FIG. 1 shows a longitudinal section through a printing roller with a covering consisting silicone rubber not containing any silicone fluid
FIG. 2 shows the flow chart of a method of transferring the hot glue printing material from a printing block to the front panel of a display.
The printing roller 10 shown in FIG. 1 consists of a hollow metal cylinder 11 with a bearing shaft 12 and a roller covering 13. The bearing shaft 12 is supported on two bearings 14.1 and 14.2 that permit it to revolve very readily. Acting on the bearings is a device (not shown on the drawing) for moving the printing roller 10 to and fro. The surface of the roller can be heated to an adjustable temperature by means of the electric heating device 15.
The hollow cylinder 11 has a roughened surface to ensure good adhesion of the roller covering 13. The roller covering is cast from silicone rubber devoid of silicone fluid. A roller with such a covering was produced in accordance with the inventors' instructions by Messrs. Tampo Print GmbH of Alertshausen, Federal Republic of Germany, and may be obtained from them.
The printing roller described above by reference to FIG. 1 was used in a method that will now be described by reference to FIG. 2.
According to the sequence shown in FIG. 2, a printing block with the hot glue is first heated to a given temperature and then maintained at this temperature. A material supplied under the designation 64/2511 by the Blythe company, Netherlands, was used as hot glue. Customary black matrix and phosphor particles were added to this hot glue in such quantities as to make them account for about 80% by weight of the total. The hot glue printing materials formed in this manner are fluid at a printing block temperature of about 60° C.
The printing roller 10 was heated to about 30° C., that is to say, to a temperature a few degrees below that of the printing block. This roller temperature, just like the block temperature, was maintained constant to within a few degrees.

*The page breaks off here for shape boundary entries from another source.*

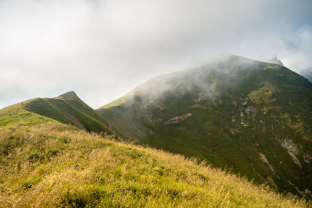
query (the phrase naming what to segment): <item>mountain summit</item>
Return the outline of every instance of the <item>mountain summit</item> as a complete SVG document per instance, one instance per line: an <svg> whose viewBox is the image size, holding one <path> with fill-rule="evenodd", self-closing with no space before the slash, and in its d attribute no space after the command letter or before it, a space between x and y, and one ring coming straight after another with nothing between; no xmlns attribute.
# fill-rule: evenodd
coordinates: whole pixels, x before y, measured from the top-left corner
<svg viewBox="0 0 312 208"><path fill-rule="evenodd" d="M122 138L310 197L310 89L282 66L226 53L155 77L96 110Z"/></svg>

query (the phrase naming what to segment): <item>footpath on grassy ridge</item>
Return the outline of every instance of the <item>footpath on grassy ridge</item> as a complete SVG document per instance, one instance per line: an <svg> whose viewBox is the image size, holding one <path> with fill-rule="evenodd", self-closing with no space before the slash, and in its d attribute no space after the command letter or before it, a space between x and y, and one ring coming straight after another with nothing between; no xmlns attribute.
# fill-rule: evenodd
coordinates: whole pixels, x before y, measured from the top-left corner
<svg viewBox="0 0 312 208"><path fill-rule="evenodd" d="M59 122L87 131L113 134L107 121L84 103L73 91L50 98L37 98L0 110L0 126L16 123Z"/></svg>
<svg viewBox="0 0 312 208"><path fill-rule="evenodd" d="M305 200L105 133L0 127L0 207L308 207Z"/></svg>

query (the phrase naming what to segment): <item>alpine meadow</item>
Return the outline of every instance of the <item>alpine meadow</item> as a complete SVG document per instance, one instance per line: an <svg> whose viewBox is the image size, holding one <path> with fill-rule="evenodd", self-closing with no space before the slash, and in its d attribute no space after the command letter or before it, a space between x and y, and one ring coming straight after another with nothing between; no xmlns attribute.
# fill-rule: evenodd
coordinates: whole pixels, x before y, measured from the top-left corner
<svg viewBox="0 0 312 208"><path fill-rule="evenodd" d="M312 83L281 65L226 53L95 110L22 103L0 110L0 207L312 207Z"/></svg>

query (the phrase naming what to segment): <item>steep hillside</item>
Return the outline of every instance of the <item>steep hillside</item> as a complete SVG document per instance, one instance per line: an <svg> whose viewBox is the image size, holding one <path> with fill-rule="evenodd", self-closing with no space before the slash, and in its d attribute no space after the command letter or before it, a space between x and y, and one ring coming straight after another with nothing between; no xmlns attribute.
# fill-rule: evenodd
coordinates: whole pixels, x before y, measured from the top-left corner
<svg viewBox="0 0 312 208"><path fill-rule="evenodd" d="M79 126L89 132L113 133L108 127L107 121L73 91L53 98L38 98L23 103L22 106L18 104L0 110L0 125L15 123L17 116L21 119L21 124L59 122Z"/></svg>
<svg viewBox="0 0 312 208"><path fill-rule="evenodd" d="M305 77L309 81L312 82L312 68L301 70L299 74Z"/></svg>
<svg viewBox="0 0 312 208"><path fill-rule="evenodd" d="M0 208L289 207L305 200L107 134L0 127Z"/></svg>
<svg viewBox="0 0 312 208"><path fill-rule="evenodd" d="M124 138L311 197L312 84L230 54L159 76L96 110Z"/></svg>

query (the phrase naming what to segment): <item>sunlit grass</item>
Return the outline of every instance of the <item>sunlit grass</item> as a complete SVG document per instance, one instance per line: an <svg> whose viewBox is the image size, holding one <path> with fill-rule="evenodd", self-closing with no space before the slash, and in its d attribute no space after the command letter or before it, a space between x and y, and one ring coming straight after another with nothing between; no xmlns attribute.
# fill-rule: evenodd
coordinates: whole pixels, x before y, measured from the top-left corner
<svg viewBox="0 0 312 208"><path fill-rule="evenodd" d="M1 207L308 206L196 158L71 126L2 128L0 142Z"/></svg>

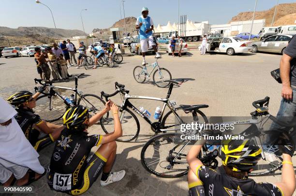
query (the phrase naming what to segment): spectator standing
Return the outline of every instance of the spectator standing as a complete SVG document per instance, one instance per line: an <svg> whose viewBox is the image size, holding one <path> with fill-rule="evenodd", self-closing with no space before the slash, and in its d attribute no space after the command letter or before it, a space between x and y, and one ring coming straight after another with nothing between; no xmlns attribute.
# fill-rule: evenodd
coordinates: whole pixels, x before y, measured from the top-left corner
<svg viewBox="0 0 296 196"><path fill-rule="evenodd" d="M48 53L47 56L48 56L49 65L50 65L50 67L51 67L51 75L53 78L53 81L60 80L59 75L59 70L58 68L56 55L52 52L50 47L46 48L46 50Z"/></svg>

The front panels in use were fed to the printing device at environmental temperature, i.e. at about 20° C., and were therefore a few degrees cooler than the printing roller.
Maintaining the aforesaid temperature conditions, the printing roller was passed first over the particular printing block and then over the front panel situated at the same height. The angle of rotation of the printing roller was always set to a given value before it was placed either on the printing block or the front panel, thereby making possible accurate location of the printing.
Using a roller covering of the described type with a hardness of 40 Shore A, it was found that matrix strips having a width of 40 mm could be printed with an accuracy of a few mm.